Il centro-sinistra in Campania lascerà il deserto. Bassolino avrebbe già dovuto dimettersi da molte settimane. Su di lui – che abbiamo votato in questi anni sempre più disillusi – ricade la vergogna dei rifiuti. È stato quasi un sovrano “ab-solutus” (legibus?). Dovrebbe autoesiliarsi in perpetuo dalla politica. Si ridurrà, probabilmente, a fare il ras locale di qualche Elba perduta. L’UDEUR, questa è la mia analisi, uscirà senza grossi danni dall’inchiesta ma distrutto politicamente. So che è metafora frusta, ma ci aspetta una lunga traversata nel deserto. Ci aspettano anni in cui sono vietate le scorciatoie politiciste.
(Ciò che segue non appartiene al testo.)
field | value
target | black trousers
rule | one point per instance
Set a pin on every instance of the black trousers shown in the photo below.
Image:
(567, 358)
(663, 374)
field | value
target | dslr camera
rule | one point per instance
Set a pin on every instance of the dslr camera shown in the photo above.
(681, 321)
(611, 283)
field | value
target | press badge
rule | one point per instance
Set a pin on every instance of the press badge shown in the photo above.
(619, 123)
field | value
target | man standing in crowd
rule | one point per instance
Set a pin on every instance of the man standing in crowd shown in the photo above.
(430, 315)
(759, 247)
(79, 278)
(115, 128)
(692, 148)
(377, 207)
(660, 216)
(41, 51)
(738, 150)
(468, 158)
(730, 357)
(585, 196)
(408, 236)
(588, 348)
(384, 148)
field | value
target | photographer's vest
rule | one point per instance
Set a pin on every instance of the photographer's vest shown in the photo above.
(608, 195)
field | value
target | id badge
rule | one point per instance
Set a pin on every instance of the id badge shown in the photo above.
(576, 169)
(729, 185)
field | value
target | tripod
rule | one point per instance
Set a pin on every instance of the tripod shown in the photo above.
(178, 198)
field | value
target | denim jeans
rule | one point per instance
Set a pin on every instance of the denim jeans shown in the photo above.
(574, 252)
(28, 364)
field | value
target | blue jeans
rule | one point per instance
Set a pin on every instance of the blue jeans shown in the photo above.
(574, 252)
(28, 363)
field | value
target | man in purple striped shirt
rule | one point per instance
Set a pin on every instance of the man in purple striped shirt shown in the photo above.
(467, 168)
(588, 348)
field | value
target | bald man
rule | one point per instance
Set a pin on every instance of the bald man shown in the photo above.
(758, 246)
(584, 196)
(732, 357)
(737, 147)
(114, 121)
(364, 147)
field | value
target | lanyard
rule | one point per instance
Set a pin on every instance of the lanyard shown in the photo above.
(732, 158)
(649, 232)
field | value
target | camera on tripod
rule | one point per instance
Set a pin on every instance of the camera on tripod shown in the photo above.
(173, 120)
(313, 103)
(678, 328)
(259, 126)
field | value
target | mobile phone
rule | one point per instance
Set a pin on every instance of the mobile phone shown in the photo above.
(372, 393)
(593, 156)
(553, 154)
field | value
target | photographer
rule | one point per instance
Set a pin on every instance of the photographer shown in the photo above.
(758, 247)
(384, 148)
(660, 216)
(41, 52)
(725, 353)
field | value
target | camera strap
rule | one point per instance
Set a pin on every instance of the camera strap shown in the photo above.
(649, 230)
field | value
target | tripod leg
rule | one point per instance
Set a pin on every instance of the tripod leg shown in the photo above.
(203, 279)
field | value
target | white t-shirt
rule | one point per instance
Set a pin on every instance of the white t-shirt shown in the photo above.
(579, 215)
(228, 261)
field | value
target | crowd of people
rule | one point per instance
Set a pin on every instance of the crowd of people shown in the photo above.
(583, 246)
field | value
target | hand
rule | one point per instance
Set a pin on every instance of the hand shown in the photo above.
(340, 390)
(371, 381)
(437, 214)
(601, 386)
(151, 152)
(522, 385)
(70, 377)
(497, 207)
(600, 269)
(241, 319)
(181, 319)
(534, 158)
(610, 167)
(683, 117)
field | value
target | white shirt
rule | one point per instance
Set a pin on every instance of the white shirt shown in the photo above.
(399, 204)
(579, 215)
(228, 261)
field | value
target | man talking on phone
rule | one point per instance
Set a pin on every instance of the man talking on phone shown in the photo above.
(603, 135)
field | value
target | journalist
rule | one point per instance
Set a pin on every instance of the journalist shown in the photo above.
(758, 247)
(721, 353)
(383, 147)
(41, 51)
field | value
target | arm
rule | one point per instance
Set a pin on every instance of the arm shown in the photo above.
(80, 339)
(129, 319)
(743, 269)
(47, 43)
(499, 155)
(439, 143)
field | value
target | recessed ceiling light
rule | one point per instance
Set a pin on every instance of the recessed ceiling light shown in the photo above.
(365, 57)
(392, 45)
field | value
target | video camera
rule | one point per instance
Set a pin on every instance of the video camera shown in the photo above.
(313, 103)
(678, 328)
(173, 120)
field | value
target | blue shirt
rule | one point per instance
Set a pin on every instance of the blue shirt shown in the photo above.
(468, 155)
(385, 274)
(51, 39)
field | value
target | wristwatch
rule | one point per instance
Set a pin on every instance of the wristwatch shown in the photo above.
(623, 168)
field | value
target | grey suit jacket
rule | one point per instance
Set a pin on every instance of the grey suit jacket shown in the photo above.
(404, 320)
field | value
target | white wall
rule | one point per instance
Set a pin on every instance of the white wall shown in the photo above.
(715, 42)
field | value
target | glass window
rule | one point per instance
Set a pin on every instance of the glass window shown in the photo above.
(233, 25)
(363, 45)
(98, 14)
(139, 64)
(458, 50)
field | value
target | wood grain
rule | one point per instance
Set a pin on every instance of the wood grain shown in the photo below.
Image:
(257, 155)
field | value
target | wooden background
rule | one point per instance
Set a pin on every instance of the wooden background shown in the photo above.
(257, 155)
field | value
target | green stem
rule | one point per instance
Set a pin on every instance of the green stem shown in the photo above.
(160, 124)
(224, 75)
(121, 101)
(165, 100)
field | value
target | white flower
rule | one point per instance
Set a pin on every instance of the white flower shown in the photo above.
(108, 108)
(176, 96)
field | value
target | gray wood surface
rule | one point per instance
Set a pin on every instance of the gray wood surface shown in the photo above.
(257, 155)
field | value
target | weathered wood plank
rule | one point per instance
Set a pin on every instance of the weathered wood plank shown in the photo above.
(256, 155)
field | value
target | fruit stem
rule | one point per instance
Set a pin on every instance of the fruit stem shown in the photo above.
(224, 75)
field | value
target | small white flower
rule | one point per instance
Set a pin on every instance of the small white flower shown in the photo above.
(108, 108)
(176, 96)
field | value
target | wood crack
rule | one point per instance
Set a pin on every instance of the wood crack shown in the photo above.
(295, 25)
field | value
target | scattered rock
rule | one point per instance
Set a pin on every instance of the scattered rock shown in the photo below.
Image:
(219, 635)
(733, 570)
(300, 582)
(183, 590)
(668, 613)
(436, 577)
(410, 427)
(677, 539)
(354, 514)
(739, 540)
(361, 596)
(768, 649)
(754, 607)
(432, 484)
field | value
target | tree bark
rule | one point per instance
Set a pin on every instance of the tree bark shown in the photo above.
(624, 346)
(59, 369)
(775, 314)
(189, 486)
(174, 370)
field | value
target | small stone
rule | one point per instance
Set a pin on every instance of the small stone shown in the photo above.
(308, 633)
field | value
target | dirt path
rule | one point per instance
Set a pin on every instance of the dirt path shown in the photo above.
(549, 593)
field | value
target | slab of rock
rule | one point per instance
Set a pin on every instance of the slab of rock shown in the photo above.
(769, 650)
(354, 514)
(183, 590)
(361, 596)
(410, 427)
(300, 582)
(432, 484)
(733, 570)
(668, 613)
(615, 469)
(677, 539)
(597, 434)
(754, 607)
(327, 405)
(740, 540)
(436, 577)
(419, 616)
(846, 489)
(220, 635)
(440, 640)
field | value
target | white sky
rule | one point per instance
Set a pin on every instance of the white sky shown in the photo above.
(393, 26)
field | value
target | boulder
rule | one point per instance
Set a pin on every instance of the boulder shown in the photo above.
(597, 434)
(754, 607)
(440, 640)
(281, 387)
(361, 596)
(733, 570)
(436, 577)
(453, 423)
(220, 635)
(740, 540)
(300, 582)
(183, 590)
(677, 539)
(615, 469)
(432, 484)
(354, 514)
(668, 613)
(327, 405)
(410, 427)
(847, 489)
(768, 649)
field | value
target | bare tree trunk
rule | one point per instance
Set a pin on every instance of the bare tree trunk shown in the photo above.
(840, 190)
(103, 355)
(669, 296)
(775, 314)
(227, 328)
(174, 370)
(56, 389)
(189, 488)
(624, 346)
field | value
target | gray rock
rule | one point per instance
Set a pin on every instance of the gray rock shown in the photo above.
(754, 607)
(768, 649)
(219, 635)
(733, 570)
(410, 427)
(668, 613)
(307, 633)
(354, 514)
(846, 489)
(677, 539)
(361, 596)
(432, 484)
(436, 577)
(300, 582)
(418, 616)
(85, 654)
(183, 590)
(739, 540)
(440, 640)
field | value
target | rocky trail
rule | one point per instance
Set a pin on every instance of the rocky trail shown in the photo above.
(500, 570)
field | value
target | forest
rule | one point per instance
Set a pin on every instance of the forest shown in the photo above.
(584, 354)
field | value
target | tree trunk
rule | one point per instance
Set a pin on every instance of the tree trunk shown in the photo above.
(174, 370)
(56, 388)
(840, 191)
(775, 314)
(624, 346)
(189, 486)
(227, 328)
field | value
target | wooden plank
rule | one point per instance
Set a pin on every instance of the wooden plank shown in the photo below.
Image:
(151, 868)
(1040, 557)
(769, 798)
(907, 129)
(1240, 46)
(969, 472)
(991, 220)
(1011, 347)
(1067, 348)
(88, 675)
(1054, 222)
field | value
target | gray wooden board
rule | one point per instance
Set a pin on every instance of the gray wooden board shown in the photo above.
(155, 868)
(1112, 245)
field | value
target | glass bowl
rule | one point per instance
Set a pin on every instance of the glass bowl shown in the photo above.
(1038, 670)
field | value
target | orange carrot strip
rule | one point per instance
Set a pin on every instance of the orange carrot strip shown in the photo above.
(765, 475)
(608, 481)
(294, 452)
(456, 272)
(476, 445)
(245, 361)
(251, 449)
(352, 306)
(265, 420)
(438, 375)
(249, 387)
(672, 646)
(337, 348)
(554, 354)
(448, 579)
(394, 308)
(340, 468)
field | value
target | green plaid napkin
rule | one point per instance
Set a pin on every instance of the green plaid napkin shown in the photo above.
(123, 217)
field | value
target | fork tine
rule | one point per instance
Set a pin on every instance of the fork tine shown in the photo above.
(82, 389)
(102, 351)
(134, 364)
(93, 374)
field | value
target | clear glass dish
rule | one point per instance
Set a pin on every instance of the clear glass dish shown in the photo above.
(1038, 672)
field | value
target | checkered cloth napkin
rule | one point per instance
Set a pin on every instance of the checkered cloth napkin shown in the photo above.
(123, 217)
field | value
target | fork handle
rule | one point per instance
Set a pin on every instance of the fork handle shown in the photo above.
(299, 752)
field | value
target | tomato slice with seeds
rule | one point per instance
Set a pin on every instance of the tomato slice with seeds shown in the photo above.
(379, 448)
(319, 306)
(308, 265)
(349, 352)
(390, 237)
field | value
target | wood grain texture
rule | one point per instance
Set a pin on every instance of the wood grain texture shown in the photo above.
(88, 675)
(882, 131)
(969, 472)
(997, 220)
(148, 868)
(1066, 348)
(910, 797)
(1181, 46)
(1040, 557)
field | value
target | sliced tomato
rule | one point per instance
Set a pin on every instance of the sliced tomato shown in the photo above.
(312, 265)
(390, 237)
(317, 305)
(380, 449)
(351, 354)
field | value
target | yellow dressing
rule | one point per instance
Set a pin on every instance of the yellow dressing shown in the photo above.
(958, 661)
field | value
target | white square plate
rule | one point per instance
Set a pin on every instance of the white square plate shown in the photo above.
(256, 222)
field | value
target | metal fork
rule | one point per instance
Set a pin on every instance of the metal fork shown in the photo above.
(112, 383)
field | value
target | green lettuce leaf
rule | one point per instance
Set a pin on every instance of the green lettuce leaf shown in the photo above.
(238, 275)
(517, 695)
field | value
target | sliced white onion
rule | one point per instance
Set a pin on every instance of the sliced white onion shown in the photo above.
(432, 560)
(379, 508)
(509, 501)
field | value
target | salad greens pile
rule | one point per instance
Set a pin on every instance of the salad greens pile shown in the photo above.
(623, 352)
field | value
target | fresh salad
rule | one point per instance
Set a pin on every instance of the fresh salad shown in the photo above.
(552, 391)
Giuseppe De Rita - nella brillante analisi svolta col suo CENSIS sull’Italia – afferma che esistono minoranze virtuose (nel mondo delle imprese, del volontariato sociale e culturale, nel mondo religioso), ma dispera che esse possano trovare in “questa” politica il collettore che le faccia diventare traino dell’intero paese. Ebbene, a maggior ragione l’analisi vale per il Sannio e la Campania. Le minoranze “virtuose” non possono più contare sulla politica. Non ci sono neanche più le illusioni palingenetiche dei primi anni Novanta. Abbiamo visto che, crollata la prima Repubblica, la seconda è stata in quasi tutto peggiore. Eliot scrisse una volta: «Con questi frammenti ho puntellato le mie rovine». È rischioso illudersi di salvare qualche pezzo della storia che abbiamo alle spalle per ricominciare da lì. Dunque, nessuna illusione, nessuna scorciatoia. Ciascuno nel suo privato a livello culturale, a piccoli gruppi che – senza “centri direzionali” – cerchino di farsi rete a livello sociale, deve ricostruire le possibilità di una politica “onesta”, dove tale aggettivo indica non tanto, o non solo, il divieto di non fare interessi privati (che non consistono solo nell’arricchimento) nell’esercizio della cosa pubblica, quanto, soprattutto l’agire responsabile, la consapevolezza che “rappresentare” significa agire per il bene collettivo, e cioè tutelare la terra, l’acqua e l’aria, garantire che l’ospedale guarisca e non uccida con medici e manager capaci piuttosto che amici, riprogettare le città in vista della “misura umana”, evitare ogni collusione con le associazioni criminali. Forse fra quindici o venti anni quel che ora chiamiamo ancora “sinistra” sarà pronta nuovamente per cimentarsi nell’amministrazione, senza farci vergognare di esserne parte o di averla votata.